Its been such a turmoil , such an extreme that I have gone from getting to stand on a Podium TO a few evenings where I thought whats the best way to kill Myself:), just could not find enough courage to go through with it, basically I am a coward 🙂 ..
Living in UK away from all the friends and family suddenly becomes such a pain, seems to be the worst decision made at such moments of life.
Again there have been some lovely human beings especially from the Blogworld who have been contacting and asking.. So thank you.. YOU LOVELY Human beings, god bless you all.
Here in UK we live in a funny world of human rights which seem to be very very partial towards those who actually are the worst enemies of human rights, Sadly I can’t go into the details of things that have happened.
As of Today I am no more working in the job I was ,for which I worked so hard, I have resigned from my job, I was hoping for some miracle but alas I am not lucky to have miracles. Right or Wrong I don’t know but I just got fed up of the way things were being treated. I was not going to say SORRY for something which I did with my heart and in Full faith that I was doing the right thing.

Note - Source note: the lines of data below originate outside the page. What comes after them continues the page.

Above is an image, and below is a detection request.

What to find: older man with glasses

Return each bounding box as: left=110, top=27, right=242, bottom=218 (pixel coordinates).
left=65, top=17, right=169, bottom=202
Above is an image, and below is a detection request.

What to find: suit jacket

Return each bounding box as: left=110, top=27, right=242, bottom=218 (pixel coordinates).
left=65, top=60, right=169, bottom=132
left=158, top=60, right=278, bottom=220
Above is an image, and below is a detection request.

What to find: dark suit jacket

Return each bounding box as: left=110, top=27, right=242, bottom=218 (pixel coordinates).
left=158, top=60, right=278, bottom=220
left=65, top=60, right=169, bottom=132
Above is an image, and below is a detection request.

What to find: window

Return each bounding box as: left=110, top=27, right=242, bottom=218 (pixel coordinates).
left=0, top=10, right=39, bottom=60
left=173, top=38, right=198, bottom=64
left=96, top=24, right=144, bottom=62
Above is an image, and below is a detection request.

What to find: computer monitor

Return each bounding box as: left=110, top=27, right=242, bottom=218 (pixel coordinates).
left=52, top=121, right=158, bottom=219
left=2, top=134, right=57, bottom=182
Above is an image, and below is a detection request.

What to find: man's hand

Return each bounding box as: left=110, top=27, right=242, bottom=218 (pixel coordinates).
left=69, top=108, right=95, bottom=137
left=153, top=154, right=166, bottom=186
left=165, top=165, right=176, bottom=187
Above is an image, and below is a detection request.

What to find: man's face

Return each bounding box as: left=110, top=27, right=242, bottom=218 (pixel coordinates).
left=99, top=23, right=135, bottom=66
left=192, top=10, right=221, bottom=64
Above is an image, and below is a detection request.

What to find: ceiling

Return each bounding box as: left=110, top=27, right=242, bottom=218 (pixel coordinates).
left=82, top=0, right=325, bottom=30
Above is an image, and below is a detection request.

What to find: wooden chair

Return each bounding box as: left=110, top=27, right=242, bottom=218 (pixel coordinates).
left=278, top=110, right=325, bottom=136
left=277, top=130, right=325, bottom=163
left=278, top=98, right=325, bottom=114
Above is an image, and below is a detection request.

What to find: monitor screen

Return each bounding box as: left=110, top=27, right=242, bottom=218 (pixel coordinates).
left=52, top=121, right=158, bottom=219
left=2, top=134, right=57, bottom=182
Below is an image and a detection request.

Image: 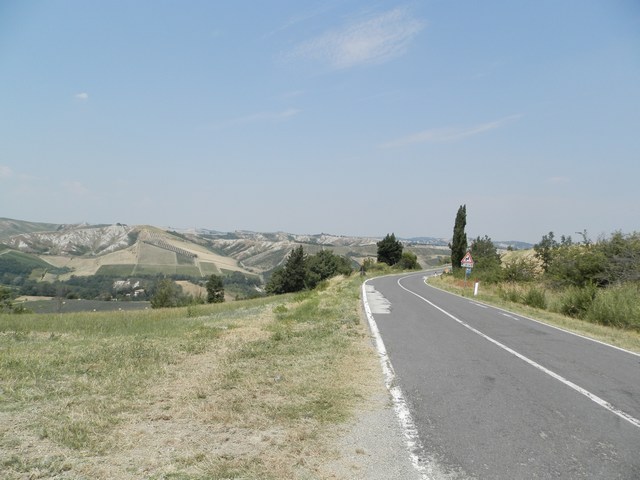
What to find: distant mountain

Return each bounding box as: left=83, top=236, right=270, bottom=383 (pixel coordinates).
left=402, top=237, right=449, bottom=247
left=0, top=218, right=60, bottom=242
left=493, top=240, right=533, bottom=250
left=0, top=219, right=449, bottom=280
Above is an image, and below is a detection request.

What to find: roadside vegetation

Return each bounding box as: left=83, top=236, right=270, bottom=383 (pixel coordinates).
left=0, top=275, right=379, bottom=480
left=438, top=206, right=640, bottom=352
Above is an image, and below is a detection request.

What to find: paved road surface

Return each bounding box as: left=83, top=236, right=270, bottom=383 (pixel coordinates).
left=365, top=273, right=640, bottom=479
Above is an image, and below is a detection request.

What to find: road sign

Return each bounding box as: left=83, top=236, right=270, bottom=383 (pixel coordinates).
left=460, top=252, right=473, bottom=268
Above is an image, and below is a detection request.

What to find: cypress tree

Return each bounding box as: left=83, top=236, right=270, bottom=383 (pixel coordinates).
left=449, top=205, right=467, bottom=269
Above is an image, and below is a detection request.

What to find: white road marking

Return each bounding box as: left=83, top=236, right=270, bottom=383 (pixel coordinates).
left=469, top=302, right=489, bottom=308
left=398, top=277, right=640, bottom=428
left=362, top=280, right=428, bottom=480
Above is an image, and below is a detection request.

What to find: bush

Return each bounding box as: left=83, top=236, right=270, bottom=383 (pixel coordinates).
left=560, top=284, right=596, bottom=318
left=498, top=287, right=522, bottom=303
left=503, top=257, right=539, bottom=282
left=395, top=252, right=422, bottom=270
left=522, top=287, right=547, bottom=310
left=586, top=284, right=640, bottom=330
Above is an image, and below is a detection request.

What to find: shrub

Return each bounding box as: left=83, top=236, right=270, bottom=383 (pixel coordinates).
left=522, top=287, right=547, bottom=310
left=586, top=284, right=640, bottom=330
left=560, top=284, right=596, bottom=318
left=503, top=257, right=539, bottom=282
left=498, top=287, right=522, bottom=303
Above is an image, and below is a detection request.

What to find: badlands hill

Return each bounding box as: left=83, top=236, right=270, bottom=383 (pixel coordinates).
left=0, top=218, right=449, bottom=280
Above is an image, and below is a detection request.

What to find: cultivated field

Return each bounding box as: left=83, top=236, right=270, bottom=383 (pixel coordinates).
left=0, top=276, right=381, bottom=480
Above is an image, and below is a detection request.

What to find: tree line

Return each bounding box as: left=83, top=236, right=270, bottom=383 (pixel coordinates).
left=450, top=205, right=640, bottom=330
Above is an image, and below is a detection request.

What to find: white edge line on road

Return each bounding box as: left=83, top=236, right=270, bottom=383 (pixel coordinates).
left=362, top=280, right=428, bottom=480
left=398, top=277, right=640, bottom=428
left=424, top=279, right=640, bottom=357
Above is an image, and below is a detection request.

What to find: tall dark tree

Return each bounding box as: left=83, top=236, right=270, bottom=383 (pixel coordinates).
left=469, top=235, right=503, bottom=282
left=266, top=245, right=307, bottom=294
left=376, top=233, right=402, bottom=265
left=533, top=232, right=560, bottom=272
left=449, top=205, right=467, bottom=269
left=206, top=275, right=224, bottom=303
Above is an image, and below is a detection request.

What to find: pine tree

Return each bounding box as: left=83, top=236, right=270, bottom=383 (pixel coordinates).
left=284, top=245, right=307, bottom=292
left=449, top=205, right=467, bottom=269
left=206, top=275, right=224, bottom=303
left=376, top=233, right=403, bottom=265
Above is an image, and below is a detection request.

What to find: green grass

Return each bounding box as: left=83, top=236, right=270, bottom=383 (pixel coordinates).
left=200, top=262, right=220, bottom=277
left=0, top=276, right=377, bottom=479
left=96, top=264, right=136, bottom=277
left=429, top=275, right=640, bottom=353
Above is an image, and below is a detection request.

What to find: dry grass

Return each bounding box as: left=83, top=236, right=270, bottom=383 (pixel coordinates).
left=0, top=278, right=379, bottom=479
left=429, top=275, right=640, bottom=353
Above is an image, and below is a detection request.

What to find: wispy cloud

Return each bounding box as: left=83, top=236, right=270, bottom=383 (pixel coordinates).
left=380, top=114, right=522, bottom=148
left=547, top=177, right=571, bottom=185
left=62, top=181, right=90, bottom=197
left=287, top=8, right=424, bottom=69
left=208, top=108, right=302, bottom=129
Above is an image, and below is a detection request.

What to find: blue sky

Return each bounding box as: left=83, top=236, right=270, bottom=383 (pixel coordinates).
left=0, top=0, right=640, bottom=242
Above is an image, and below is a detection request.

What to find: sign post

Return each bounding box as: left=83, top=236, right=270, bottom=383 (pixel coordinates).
left=460, top=252, right=474, bottom=287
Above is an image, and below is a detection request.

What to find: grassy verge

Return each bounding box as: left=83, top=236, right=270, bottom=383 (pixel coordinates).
left=429, top=275, right=640, bottom=353
left=0, top=276, right=377, bottom=480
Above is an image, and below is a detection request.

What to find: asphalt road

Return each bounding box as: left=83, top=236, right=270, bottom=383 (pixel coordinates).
left=365, top=272, right=640, bottom=479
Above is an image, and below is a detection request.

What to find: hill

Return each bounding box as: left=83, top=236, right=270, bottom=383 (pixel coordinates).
left=0, top=219, right=448, bottom=280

I am standing by myself but then isn’t that how life has become when things come to the crunch you find yourself standing by yourself, suddenly all those who use to be your best mates at some stage disappear. The ones who spoke so lovingly about you are nowhere to be seen. I guess such are the way of the world. 🙂
On other hand today I also have a smile on my face and I feel relieved because at least in-spite of all that pressure I stood by my decision NOW we will see what others will do. PHEWWWWWWWwwwwwwwwww , let the funny games begin. I am not going to say that it was the Right or Wrong decision because I did not want to be in a situation where I would be made to do something that I would not want to do.
Maybe I am Stubborn
Maybe I am Wrong
Maybe I am all just talk and nothing else
I don’t know, it hurts to know that something that you did with so much passion for so long, even some of the people who loved me hated me for giving so much importance to this job, and something that you loved would come to an end like this.. Five years and then I am able to talk about the episodes that have happened and maybe then when everything is in the open I will get to know if all this was worth it or Not.
One of my old old Blog friends said this to me some time back .. HOW APT… ” when life pulls you,wrenches you, the same life hugs you and kisses you and love you back.. we just need to know to be strong and be positive about life. ” by Aswathy here.
Hey anyone willing to give me a JOB 🙂
SO this is what has been going around in my part of the world , How are you all doing.. and what are you all up to.
Ps. Please I am sorry I have not replied to the comments in previous posts. I will get to them very soon. Thanks.